I knew the answer, of course. If Alastair Green had told him to slit his own throat, he would have. If he had been ordered to jump off a cliff, he would, and hoped for the best, because the alternative was always death. A death that was visiting him now…

“You bet on the wrong horse,” I said, looking at the finely cleaned blade, shining in the sparse light overhead.

The shadows on Brock’s face were harsh and sinister. He was such a sad little prisoner.

“Now you must contend with me. Aren’t you lucky?”

“I’ll tell you whatever you want to know!” He rattled against the chains, his feet kicking at air as I approached with the tip pointed up towards his nose.

“Shhhh,” I said, soothingly, like I was calming a lamb before I slaughtered it for dinner. “You know what will happen.”

The stitches between his ribs from where my wife had planted a blade began to ooze and puss with the stress of his movements. I peeled off the bandage with careful movements, seeing the straight mark of the gardening knife she had used to defend herself.

I pulled a breath in though my teeth as I remembered our ill-fated meeting in this house. How she had planted a knife in my skin. She had stabbed weakly, her emotions barely letting her control the blade. The knife had been vertical, and didn’t even touch bone.

Her fingers in my hand as I showed her the intercostal spaces to stab… oh, she had remembered her lesson well.

I was proud of her.

She wasn’t the defenseless thing I had placed a ring on. She was something so much more. She was ready to live by herself - to take the world by storm. How tragic that as she became the best version of herself, she would slip from my grasp.

“That fucking song,” Brock said through a small whimpered cry. “I can hear it, even now. Her stupid fucking song. She would hum it to herself all the time. Then she started putting words to it…”

Was he speaking for the sake of speaking? It was something I had witnessed people close to death doing. They would just… confess. Not even relevant to the situation they were in. I had men confess to accidentally killing a cat in their childhood, or stealing a pack of cigarettes from a local gas station when they were teens… the things that haunted people were often ridiculous, and surprising.

I had been around enough death to know that person’s last words were rarely ever profound. More often, it was the last misfires of an overstimulated mind, fighting for it’s grasp on the sad state of living.

I casually placed the blade in my hand against Brock’s skin, letting him feel the cold metal. I wasn’t even sure he could feel anything, but I was curious.

“She’s going to kill us all.” A fat, pathetic tear went down his cheek, dripping off his chin before it fell to the floor, down to the drain where his blood would follow. “She’ll destroy you too…”

I felt the hair on the back of my neck rise in awareness.
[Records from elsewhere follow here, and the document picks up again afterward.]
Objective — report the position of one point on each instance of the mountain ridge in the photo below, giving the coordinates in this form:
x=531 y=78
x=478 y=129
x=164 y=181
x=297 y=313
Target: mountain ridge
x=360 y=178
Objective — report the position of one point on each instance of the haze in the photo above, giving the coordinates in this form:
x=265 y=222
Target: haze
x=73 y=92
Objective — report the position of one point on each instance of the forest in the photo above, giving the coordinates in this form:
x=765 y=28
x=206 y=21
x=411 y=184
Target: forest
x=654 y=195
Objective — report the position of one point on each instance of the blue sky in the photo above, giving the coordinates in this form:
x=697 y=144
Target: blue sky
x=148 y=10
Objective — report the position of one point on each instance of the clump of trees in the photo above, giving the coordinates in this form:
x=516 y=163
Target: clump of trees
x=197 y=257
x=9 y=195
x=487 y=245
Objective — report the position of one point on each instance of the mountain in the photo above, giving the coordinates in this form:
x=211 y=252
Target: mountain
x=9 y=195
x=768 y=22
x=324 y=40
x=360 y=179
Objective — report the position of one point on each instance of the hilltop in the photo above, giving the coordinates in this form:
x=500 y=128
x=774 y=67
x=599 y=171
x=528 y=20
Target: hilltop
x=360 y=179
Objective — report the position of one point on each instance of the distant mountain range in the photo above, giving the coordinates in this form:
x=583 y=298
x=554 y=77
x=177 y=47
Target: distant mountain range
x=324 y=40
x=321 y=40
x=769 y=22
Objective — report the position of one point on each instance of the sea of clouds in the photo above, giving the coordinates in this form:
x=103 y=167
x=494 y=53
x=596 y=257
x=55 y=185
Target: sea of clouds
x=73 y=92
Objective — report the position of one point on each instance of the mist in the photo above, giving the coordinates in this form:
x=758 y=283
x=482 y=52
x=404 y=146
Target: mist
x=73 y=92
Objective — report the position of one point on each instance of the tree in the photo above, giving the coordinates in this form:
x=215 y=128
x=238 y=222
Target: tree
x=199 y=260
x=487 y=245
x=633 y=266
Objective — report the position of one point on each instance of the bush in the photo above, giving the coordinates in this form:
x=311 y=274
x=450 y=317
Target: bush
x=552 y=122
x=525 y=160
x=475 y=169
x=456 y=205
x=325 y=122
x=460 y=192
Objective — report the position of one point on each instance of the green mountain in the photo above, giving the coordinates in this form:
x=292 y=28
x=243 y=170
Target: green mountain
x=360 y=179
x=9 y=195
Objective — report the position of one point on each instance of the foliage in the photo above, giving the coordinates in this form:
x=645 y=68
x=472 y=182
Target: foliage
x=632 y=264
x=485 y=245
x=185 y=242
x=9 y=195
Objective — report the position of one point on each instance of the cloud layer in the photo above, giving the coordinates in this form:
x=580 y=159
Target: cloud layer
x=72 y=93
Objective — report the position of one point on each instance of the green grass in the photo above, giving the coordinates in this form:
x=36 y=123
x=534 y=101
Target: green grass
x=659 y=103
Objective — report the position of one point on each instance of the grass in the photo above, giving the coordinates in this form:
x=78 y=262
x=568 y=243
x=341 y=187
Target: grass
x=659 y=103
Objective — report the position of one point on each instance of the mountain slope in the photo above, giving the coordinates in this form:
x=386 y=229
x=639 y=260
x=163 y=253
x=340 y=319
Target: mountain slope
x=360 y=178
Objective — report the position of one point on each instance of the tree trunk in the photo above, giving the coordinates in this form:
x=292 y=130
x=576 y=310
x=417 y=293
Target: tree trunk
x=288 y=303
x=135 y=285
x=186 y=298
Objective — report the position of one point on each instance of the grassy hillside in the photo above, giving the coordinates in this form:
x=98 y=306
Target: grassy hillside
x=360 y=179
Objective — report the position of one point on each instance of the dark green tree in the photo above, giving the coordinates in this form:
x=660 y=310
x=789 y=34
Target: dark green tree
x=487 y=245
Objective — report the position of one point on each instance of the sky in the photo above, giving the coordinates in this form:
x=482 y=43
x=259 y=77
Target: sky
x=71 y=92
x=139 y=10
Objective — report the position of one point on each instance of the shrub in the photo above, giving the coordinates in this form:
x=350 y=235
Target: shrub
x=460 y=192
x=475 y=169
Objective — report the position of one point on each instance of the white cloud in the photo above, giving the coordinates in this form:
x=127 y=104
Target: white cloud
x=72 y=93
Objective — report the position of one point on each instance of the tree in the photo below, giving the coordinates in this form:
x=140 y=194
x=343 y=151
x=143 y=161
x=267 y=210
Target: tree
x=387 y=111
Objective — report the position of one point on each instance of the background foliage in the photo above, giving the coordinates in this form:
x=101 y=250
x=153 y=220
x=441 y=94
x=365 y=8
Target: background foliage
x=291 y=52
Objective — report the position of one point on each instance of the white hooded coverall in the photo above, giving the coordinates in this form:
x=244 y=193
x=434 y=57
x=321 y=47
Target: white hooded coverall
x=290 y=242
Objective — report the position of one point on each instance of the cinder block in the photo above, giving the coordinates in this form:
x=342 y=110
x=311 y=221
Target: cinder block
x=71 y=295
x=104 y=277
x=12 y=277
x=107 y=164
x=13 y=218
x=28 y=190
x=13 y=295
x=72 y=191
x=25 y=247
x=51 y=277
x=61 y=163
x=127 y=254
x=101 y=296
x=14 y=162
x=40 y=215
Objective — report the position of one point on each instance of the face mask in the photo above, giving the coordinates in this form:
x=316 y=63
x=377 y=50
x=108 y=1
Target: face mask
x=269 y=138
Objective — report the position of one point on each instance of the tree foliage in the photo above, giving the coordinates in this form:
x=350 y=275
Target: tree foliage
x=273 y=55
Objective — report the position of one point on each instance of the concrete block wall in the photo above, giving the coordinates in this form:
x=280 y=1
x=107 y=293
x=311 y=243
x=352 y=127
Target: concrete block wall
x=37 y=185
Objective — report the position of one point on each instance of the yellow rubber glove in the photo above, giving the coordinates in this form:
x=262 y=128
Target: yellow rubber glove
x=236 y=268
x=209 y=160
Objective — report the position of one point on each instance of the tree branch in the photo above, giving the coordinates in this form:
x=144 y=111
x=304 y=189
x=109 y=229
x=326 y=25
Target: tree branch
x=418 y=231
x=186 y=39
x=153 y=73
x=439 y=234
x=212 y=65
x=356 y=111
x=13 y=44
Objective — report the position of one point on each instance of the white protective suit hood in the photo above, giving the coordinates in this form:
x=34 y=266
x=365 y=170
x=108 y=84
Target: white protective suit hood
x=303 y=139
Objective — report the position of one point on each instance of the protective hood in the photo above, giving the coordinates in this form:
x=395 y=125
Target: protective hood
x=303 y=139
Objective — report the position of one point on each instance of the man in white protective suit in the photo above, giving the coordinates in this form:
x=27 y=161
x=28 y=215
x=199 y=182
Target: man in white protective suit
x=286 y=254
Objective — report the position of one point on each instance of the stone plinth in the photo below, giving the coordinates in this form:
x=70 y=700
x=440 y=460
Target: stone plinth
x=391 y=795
Those words were a curse.

I looked up at him, keeping a snarl from escaping my lips. But he kept talking.

“She’ll destroy every man she encounters. That’s what witches do.”
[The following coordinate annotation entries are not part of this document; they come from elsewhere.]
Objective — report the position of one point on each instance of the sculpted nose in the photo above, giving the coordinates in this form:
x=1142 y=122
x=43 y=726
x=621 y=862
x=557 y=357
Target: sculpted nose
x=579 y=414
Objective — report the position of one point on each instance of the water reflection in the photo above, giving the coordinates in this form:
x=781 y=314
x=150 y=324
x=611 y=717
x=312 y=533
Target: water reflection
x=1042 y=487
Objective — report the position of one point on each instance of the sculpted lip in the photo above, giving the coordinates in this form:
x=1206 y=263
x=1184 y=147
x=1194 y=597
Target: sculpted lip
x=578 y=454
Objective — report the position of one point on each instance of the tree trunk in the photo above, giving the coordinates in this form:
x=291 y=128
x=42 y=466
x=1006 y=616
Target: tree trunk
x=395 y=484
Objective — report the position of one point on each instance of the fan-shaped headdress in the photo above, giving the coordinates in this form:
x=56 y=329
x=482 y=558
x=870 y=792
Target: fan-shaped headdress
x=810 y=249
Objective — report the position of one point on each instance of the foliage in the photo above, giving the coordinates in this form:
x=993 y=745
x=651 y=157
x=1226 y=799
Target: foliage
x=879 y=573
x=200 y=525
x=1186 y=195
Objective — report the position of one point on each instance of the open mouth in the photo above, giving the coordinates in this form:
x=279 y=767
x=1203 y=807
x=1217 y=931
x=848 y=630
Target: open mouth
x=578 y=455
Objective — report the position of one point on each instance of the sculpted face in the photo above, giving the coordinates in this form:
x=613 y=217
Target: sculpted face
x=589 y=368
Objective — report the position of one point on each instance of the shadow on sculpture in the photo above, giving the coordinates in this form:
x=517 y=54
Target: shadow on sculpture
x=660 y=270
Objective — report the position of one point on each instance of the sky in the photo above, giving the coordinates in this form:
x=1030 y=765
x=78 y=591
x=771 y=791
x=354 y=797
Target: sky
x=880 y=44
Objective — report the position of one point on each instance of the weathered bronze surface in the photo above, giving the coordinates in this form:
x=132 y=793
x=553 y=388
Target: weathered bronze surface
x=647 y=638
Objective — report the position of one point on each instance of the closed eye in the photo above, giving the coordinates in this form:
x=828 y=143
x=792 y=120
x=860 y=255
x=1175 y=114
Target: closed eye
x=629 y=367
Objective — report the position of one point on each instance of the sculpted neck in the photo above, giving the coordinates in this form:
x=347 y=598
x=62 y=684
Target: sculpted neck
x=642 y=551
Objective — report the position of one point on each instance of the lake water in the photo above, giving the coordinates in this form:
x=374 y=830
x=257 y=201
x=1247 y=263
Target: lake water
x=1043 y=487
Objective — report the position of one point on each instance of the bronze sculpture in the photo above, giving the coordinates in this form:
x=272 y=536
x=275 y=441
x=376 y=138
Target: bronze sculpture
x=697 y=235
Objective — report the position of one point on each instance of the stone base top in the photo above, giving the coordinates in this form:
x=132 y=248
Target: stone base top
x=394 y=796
As with his tears, his wound also wept.

There was something… religious looking about him. About how he was strung up, tortured, crying and bleeding. Like a sad martyr, with a blade to his skin.

I would be moved, if I did not know what he had done to my wife.
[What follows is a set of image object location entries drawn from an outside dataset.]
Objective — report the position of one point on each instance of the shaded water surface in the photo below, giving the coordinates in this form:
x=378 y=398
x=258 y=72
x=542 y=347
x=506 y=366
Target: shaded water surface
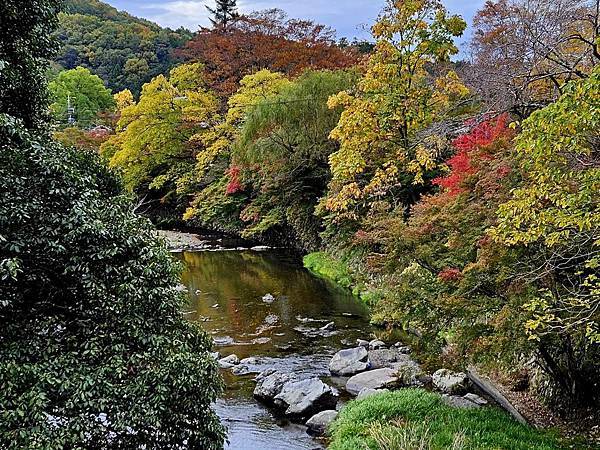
x=226 y=292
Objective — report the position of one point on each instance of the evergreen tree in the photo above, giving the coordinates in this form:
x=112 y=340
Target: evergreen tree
x=223 y=13
x=94 y=350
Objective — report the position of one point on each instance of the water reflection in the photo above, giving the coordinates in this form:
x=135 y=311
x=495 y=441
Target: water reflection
x=226 y=294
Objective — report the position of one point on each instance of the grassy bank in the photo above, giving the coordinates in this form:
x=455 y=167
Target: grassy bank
x=416 y=419
x=339 y=271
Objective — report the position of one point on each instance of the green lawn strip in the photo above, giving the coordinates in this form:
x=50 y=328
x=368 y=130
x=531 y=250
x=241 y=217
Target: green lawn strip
x=415 y=418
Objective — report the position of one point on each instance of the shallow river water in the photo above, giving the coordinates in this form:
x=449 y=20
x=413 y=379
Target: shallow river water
x=226 y=294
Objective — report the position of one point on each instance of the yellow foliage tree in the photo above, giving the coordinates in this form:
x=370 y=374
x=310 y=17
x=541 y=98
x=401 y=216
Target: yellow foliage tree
x=403 y=91
x=156 y=138
x=123 y=99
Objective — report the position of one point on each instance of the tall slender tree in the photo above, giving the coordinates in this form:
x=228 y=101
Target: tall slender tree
x=223 y=13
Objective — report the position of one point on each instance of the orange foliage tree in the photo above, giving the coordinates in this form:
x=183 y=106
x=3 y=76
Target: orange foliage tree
x=265 y=40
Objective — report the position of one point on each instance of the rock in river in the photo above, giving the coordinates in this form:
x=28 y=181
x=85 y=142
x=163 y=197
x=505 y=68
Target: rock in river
x=269 y=384
x=376 y=344
x=302 y=398
x=318 y=423
x=374 y=379
x=349 y=362
x=268 y=298
x=228 y=361
x=385 y=357
x=450 y=382
x=367 y=392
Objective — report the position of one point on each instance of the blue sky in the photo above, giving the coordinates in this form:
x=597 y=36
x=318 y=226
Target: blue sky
x=349 y=17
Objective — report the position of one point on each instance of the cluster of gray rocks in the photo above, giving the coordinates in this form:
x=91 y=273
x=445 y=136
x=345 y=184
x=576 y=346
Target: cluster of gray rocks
x=368 y=369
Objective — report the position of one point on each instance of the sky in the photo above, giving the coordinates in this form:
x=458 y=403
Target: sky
x=351 y=18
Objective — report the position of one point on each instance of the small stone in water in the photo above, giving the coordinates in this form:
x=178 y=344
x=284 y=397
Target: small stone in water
x=376 y=344
x=268 y=298
x=271 y=319
x=329 y=327
x=362 y=343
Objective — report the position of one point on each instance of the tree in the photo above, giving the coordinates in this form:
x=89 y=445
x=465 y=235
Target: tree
x=525 y=51
x=94 y=351
x=80 y=89
x=24 y=46
x=155 y=142
x=399 y=95
x=224 y=13
x=555 y=215
x=213 y=181
x=264 y=40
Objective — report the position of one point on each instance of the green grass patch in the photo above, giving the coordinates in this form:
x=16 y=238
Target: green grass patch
x=324 y=266
x=415 y=419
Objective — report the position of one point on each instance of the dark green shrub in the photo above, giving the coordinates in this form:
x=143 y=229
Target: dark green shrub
x=94 y=352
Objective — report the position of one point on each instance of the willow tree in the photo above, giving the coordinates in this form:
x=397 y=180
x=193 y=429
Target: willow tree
x=405 y=88
x=153 y=147
x=283 y=153
x=210 y=184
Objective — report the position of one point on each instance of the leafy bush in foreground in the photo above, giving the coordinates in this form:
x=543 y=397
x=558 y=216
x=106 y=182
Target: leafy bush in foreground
x=415 y=418
x=94 y=352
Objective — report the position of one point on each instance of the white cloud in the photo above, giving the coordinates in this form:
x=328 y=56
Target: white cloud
x=174 y=14
x=348 y=17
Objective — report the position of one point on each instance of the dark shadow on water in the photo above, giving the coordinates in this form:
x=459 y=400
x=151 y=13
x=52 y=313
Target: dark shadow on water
x=226 y=295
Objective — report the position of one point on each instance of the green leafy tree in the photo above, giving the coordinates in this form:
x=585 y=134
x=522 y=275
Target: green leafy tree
x=224 y=12
x=121 y=49
x=157 y=138
x=94 y=351
x=84 y=92
x=400 y=95
x=208 y=184
x=283 y=153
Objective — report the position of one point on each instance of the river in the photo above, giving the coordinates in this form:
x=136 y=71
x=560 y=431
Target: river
x=226 y=290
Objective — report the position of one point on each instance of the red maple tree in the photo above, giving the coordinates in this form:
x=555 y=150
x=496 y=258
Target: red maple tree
x=461 y=164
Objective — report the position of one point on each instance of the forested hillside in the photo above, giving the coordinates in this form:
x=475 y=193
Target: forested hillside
x=124 y=51
x=460 y=200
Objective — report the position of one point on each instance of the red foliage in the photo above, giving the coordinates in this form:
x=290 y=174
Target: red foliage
x=235 y=185
x=265 y=40
x=461 y=164
x=450 y=275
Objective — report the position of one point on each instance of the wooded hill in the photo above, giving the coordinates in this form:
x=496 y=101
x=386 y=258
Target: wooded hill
x=123 y=50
“Alastair Sr.” he sniffed. “He said it was alright. He said they wanted it!”

‘They?” I asked, tilting my head.

Were there more than just my wife? Were there other women who needed him to pay for his crimes?”

“A woman of a certain age who is unfasted is… is…”

I narrowed my eyes, feeling bile rise up my throat.

“They’re fair game! That was Alastair’s choice, and I just followed orders! I never… they never…”

Another sad, martyred tear fell down his cheek, and I felt the bile turn into something else. It turned into laughter.

“My God,” I laughed, feeling the cruelty of my soul come fully to the surface. “You truly think you are the sacrificial lamb? You think that none of your misfortunes are your fault?”